Luis Suarez a connu un match difficile malgré la victoire de son équipe. / Vadim Ghirda / AP

L’Uruguay a l’habitude des entames de compétition poussives. Elle n’a pas failli à sa réputation. La Celeste a dû batailler ferme vendredi à Ekaterinbourg pour venir à bout de solides mais prévisibles égyptiens (1-0). Et comme d’habitude, Luis Suarez n’a pas marqué lors d’un premier match de Coupe du monde. En 2014, convalescent, il avait regardé du banc le naufrage des siens face au Costa Rica (3-1). En 2010, le tout jeune attaquant était resté muet face aux Bleus en ouverture (0-0).

Cet après-midi, dans la fraîcheur estivale de l’Oural, le pistolero a tiré encore à blanc. L’attaquant du Barça a laissé bien seul son comparse de l’attaque uruguayenne. Pendant qu’Edinson Cavani rayonnait, Luis Suarez balbutiait son football.

Aussi à l’aise avec les bons mots que dans les surfaces de réparation dans les années 1980-1990, l’ancien buteur anglais Gary Lineker, aujourd’hui consultant, a bien résumé sa performance d’une sentence tranchante, dont il a le secret : « Mo Salah a été meilleur que Luis Suarez sur ce match. » Humour britannique, puisque la star égyptienne, pas encore totalement remise d’une blessure à l’épaule, n’a pas quitté le banc de touche…

Lent, hésitant et maladroit, Suarez a difficilement promené sa silhouette étoffée sur la pelouse d’une Arena acquise aux couleurs rouge et noir des Pharaons et qui a longtemps cru à l’exploit égyptien. Par trois fois, il manquait la cible ou butait sur le gardien El Shenawy et renforçait ainsi les espoirs des septuples champions d’Afrique. En fin de match, alors que le plus dur était fait avec l’ouverture du score de son coéquipier Jose Gimenez, il frôlait le ridicule en marchant sur le ballon lors d’un dribble tenté à la vitesse d’un vétéran. Et l’atteignait avec une simulation dont il a le secret.

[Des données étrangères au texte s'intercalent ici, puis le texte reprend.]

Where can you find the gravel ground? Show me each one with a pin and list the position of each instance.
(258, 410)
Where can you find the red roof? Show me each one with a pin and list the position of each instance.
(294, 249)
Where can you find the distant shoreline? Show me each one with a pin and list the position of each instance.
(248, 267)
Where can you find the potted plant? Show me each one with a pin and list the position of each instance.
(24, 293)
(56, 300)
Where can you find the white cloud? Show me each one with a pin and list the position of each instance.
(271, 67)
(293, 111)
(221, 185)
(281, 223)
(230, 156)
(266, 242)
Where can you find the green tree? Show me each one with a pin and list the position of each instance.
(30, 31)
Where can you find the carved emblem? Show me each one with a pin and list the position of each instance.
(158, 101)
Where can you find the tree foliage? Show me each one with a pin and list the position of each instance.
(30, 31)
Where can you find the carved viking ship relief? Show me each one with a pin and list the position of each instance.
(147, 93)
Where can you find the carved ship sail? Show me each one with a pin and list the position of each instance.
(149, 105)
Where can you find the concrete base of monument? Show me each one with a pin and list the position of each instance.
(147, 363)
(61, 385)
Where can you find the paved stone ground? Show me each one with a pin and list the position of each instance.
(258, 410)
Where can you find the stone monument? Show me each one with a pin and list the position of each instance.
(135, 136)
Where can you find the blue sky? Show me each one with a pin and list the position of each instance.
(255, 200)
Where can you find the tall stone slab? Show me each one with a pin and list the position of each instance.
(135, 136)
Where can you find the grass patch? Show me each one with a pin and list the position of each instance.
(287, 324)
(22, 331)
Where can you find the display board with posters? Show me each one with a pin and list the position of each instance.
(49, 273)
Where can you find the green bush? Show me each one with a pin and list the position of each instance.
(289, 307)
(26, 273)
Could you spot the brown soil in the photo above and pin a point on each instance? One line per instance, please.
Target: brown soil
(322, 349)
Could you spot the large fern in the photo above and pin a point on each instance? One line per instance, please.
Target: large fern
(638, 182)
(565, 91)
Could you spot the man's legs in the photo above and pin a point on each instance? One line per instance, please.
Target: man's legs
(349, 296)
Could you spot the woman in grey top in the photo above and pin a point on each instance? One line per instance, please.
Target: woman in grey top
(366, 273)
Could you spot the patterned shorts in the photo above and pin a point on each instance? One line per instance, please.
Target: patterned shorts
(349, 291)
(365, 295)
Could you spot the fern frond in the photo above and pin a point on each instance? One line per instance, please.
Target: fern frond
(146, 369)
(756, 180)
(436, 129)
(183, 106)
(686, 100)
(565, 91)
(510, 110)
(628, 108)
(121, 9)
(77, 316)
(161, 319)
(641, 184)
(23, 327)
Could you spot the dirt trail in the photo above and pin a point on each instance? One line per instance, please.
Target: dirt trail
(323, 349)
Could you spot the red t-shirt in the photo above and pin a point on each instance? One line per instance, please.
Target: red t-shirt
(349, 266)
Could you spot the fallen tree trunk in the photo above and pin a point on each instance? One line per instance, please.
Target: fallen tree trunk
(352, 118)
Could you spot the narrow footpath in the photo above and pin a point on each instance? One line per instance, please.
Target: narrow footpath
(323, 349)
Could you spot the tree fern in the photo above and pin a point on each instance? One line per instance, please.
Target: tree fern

Suarez n’a pas l’habitude de passer inaperçu

Plus généralement, c’est l’animation offensive de la Celeste qui a paru sans imagination face à une équipe aussi bien regroupée devant sa défense. Bien que talentueux, Nahitan Nandez (22 ans), Rodrigo Bentancur (20 ans) et Giorgian De Arrascaeta (24 ans) ont paru encore un peu tendres au milieu de terrain. Armée d’une défense redoutable, l’Uruguay ne peut pas se reposer que sur le talent de ses deux attaquants. Et quand l’un passe à côté de son match, le constat est encore plus évident.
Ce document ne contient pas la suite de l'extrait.